I currently have a fairly simple kernel in CUDA that is running on the old 10.2 toolkit on a Titan V card. The kernel loads in a couple of fp16 matrices into shared memory and uses the tensor core to multiply them and stores them to shared memory before doing some processing. The operation is in a “for” loop that repeats four times, grabbing different data for the second matrix each time. When I put a “#pragma unroll” statement before the loop, the execution time increases by a small amount. However, if I put a “#pragma unroll 1” statement before the loop, the execution time decreases by a small but significant amount. This behavior is consistent over multiple profiling runs. As I understand from the programming guide, this form of the statement directs the compiler to not unroll the loop at all.
I am a bit confused by this behavior, given the fact that by unrolling the loops there are fewer conditional branch instructions to deal with. I am following the pattern outlined by the programming guide -

  1. I load in matrix_a outside the loop
  2. Inside the loop-
    a. I use the fill_fragment call to zero out the accumulator
    b. I use load_matrix_sync to load matrix_b
    c. I call mma_sync
    d. I store the accumulator to shared memory where it is further processed
  3. Back outside the loop, I do some further processing on the accumulated results and store the resulting data to shared memory

If anyone can tell me why disabling loop unrolling for this case actually helps the execution time, I would appreciate it greatly.

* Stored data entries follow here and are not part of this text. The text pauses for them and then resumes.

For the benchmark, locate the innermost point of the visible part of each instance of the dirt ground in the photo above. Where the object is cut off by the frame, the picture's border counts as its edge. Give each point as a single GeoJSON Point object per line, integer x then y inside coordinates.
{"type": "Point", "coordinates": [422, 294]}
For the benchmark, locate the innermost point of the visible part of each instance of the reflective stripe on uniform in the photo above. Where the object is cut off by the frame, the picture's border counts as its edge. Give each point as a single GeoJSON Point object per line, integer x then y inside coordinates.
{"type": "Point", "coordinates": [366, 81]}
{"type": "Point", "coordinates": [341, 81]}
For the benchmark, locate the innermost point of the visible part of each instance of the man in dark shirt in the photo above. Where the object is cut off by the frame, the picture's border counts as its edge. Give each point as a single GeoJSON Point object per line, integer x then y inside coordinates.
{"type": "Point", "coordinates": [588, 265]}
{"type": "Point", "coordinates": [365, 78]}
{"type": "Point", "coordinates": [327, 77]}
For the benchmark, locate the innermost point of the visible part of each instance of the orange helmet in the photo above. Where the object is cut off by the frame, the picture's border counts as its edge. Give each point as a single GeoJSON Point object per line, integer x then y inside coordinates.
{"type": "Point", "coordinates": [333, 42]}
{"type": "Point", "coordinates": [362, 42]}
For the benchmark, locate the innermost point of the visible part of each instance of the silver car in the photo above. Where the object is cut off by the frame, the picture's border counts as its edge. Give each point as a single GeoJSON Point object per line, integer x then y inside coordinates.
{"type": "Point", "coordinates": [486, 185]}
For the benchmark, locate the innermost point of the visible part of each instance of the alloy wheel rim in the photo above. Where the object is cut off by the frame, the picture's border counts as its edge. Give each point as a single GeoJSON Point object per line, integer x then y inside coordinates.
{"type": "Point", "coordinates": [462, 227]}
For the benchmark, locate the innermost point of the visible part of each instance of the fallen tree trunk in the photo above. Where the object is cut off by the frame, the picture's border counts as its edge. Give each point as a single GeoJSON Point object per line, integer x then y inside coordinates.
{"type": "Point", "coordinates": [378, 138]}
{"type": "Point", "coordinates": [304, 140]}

The number of conditional branch instructions is not the sole determiner of code performance. To understand what is going on,

(1) Look at the statistics output with nvcc command-line argument -Xptxas -v
(2) Look at the generated code with cuobjdump --dump-sass
(3) Collect run-time statistics from the CUDA profiler (make sure to include stats from the memory subsystem)

There will likely be some salient differences observable in the data from items (1) through (3) between the two configurations of the code, and by staring at them long enough and discovering interesting correlations, it should be possible to develop a mental model of what is happening with this code. By devising some additional experiments it should then be possible to gain more confidence in the validity of the mental model.

Trying to speculate based on a rough textual description of the code alone is not going to be very fruitful: I flunked clairvoyance class back in school, and I lost my magic eight-ball.